If a reset has occurred, the reset status registers (ACS_RESET_STATUS and RESET_DIG_STATUS) indicate what events or system state has triggered the reset. These registers and the possible reset causes are discussed in more detail in Resets from the RSL15 Hardware Reference.

NOTE: We recommend clearing all reset status flags in these registers at the start of application execution (after the reset source has been determined), to allow future executions to determine the cause of a reset or resets. To clear the status bits that indicate the source of a reset, the RESET_DIG_STATUS register must be cleared before the ACS_RESET_STATUS register.

Faults and Lockup

If the Arm Cortex-M33 processor encounters a fault condition, it will enter into a fault handler. Faults that can be detected include:

  • Bus faults indicating an error in physically accessing a requested memory location

  • Memory management faults indicating an error in memory management, such as issues during exception stacking, and accesses to memory that exists but cannot be accessed in the current system state (instruction or data access violations)

  • Usage faults indicating an error in the code, such as:

    • Division by zero

    • Stack overflows

    • Unaligned data or code accesses

    • Invalid instructions

  • Secure faults where the application violates the security requirements defined for the current processor state

The Arm Cortex-M33 processor is required to handle all faults, with faults being promoted to be handled by the Hard Fault handler if a specific fault handler is unavailable. A fault is escalated to the hard fault handler if:

  • A fault handler causes the same kind of fault as the one it is servicing. This escalation to HardFault occurs because a fault handler cannot preempt itself; it must have the same priority as the current execution priority level.

  • A fault handler causes a fault with the same or lower priority as the fault it is servicing. This is because the handler for the new fault cannot preempt the currently executing fault handler.

  • An exception handler causes a fault for which the priority is the same as, or lower than, the currently executing exception.

  • A fault occurs and the handler for that fault is not enabled.

If a fault occurs that cannot be handled (including faults in the NMI handler, or faults that occur while handling a hard fault), the Arm Cortex-M33 processor enters into a lockup state. The processor remains in this state until the core is reset or is halted by a debugger. In the lockup state, the program counter (PC) is forced to 0xEFFFFFFE.

If you encounter a fault, there are several items that can be used to figure out why the fault has occurred.

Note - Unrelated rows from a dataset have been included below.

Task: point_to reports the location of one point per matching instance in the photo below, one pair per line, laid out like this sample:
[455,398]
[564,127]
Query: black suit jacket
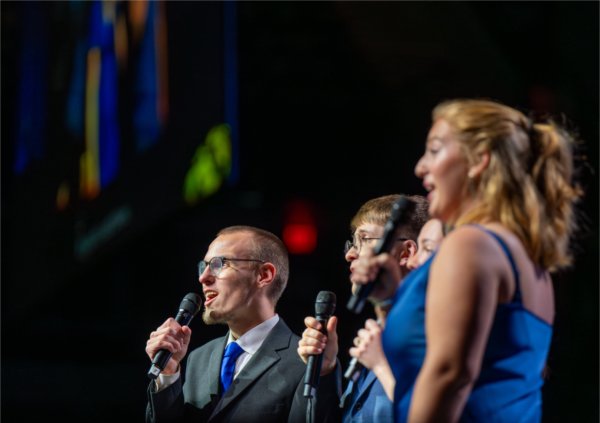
[268,389]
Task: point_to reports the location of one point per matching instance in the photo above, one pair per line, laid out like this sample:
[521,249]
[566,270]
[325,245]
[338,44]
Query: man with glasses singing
[367,398]
[253,374]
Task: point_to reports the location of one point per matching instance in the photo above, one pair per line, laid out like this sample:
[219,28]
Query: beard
[222,314]
[213,317]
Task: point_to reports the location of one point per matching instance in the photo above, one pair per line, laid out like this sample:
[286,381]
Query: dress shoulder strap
[504,246]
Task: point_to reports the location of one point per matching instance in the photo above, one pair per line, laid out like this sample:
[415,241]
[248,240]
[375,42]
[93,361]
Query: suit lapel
[366,385]
[214,369]
[266,357]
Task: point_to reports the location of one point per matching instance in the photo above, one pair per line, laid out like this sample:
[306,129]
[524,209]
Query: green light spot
[211,164]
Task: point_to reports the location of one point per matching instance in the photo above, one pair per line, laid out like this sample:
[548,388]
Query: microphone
[189,307]
[324,309]
[384,245]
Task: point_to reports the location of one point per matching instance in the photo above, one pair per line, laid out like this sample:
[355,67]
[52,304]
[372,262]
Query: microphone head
[191,303]
[325,304]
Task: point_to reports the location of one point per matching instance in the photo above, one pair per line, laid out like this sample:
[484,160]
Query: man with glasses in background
[367,398]
[243,275]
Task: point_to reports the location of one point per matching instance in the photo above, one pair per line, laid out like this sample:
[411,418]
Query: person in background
[367,344]
[243,275]
[469,331]
[365,398]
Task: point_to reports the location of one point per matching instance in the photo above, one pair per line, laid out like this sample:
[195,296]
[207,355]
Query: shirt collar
[253,339]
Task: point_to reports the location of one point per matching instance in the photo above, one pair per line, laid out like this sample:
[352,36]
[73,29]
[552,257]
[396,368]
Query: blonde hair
[527,185]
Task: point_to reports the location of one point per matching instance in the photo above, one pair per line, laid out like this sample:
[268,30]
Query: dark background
[334,105]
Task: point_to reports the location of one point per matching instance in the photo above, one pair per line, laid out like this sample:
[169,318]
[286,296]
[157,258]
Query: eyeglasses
[216,264]
[357,243]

The fault handling provides:

  • The Configurable Fault Status Register (CFSR) that indicates the causes of bus, memory management, and usage faults

  • The Bus Fault Address Register (BFAR) and Memory Management Address Register (MMAR) provide the address accessed that have caused the fault to occur, when a bus fault or memory management fault occurs at a known address (only valid when the corresponding bit in CFSR is set).

  • The Secure Fault Status Register (SFSR) that indicates the causes of secure faults

  • The Hard Fault Status Register (HFSR), which indicates if a hard fault has been triggered directly due to a debug event or failed vector fetch, or if it triggering is due to a fault that has been promoted to a hard fault.

  • The system context stored onto the stack frame, including the core processor registers R0 to R3, R12, link register (LR), program counter (PC), and processor status register (PSR).